Option 3 (group chats): Parents and sitters in same group. Transparency. But now parents message sitters directly about things you should know. Sitters sometimes overshare. ("He didn't eat today" — now the parent is panicking and you're doing damage control.)

The hybrid that seems to work best: group chat for updates, but ground rules. Sitters post photos and short updates only. Anything else — concerns, schedule changes, issues — goes through the coordinator.

Still manual. Still time-consuming. But at least you're not copy-pasting 50 photos a day.

Quality control is the actual job

Finding sitters is easy. Anyone with a home and some dog experience will say yes.

Finding good sitters is hard. Keeping them good is harder.

What good looks like:

  • Follows your protocols (feeding times, walk schedules, update frequency)
  • Communicates proactively (heads up if something's off)
  • Sends photos without being asked
  • Treats your brand like their reputation depends on it — because it does

What bad looks like:

  • Goes quiet for 12 hours
  • Sends blurry photos at 10 PM with "everything's fine"
  • Waits until problems become crises
  • Says yes to more dogs than they can handle

How coordinators vet:

  1. Trial stays. Every new sitter does 2-3 short stays with easy dogs. You check in frequently.
  2. Drop-ins. Random visits during a stay. Does reality match what they're reporting?
  3. Parent feedback loops. After every stay, quick check-in with the parent. "How was it? Anything feel off?"
  4. Graduated trust. New sitters get easy dogs, short stays. Proven sitters get puppies, senior dogs, longer trips.

One bad stay can tank a sitter network. Parents talk. Instagram stories travel. You have to be paranoid about quality.

The tech stack most networks run on

I asked five coordinators what tools they use. Here's the pattern:

ToolPurpose
WhatsAppEverything communication-related
Google SheetsSitter database, booking calendar
NotionIntake records, dog profiles, SOPs
Google CalendarAvailability tracking (shared with sitters)
CanvaMarketing posts, price lists

Total cost: Rs 0 if you're scrappy.

The problem: none of these tools talk to each other. You're the integration layer. You're copying data between sheets, updating Notion, checking calendar, sending WhatsApp messages. The admin compounds.

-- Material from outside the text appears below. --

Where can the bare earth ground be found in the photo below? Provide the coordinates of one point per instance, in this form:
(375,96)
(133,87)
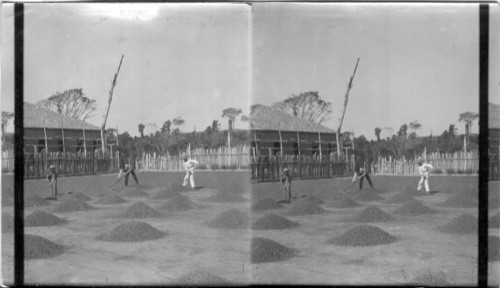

At some point — usually around 15-20 active sitters — coordinators either hire an ops person or burn out.

Where petboard fits

I'll keep this short because this isn't a sales page.

petboard has a sitter-network mode. What it does:

  • Intake forms that parents fill once. Dog profiles live in one place. Sitter gets a link to see everything.
  • Sitter assignments. You assign a booking to a sitter. They get a magic link — no app download, just a browser page. They can see the dog's details, log check-ins, share photos.
  • Photo updates go straight to WhatsApp via share. Sitter taps share, picks WhatsApp, picks the parent or group. Nothing stored on servers.
  • Coordinator visibility. You see all active stays, which sitter has which dog, when photos were last sent.

It's not a silver bullet. You still have to vet sitters. You still have to manage quality. But it kills the admin that makes you want to quit.

Free during beta. Check it out if you're running a network and the spreadsheets are getting unwieldy.

The real talk

Running a sitter network in India is brutal. The margins are thin. Rs 800/night, you're taking 20%, that's Rs 160 per booking. You need volume to make it work. Volume means more coordination. More coordination means more time. More time means hiring. Hiring means trusting people with your reputation.

Most people who start sitter networks either:

  1. Stay small intentionally (5-6 sitters, side income)
  2. Scale and hire ops help
  3. Burn out and quit

Option 1 is valid. Option 2 requires capital or incredible systems. Option 3 is the most common.

If you're thinking about starting a sitter network: go in with eyes open. Talk to someone who's done it. The operational complexity is way higher than boarding dogs yourself.

If you're already running one and barely keeping up: you're not alone. It's genuinely hard. Anything that reduces manual work — better intake, easier updates, visible tracking — is worth trying.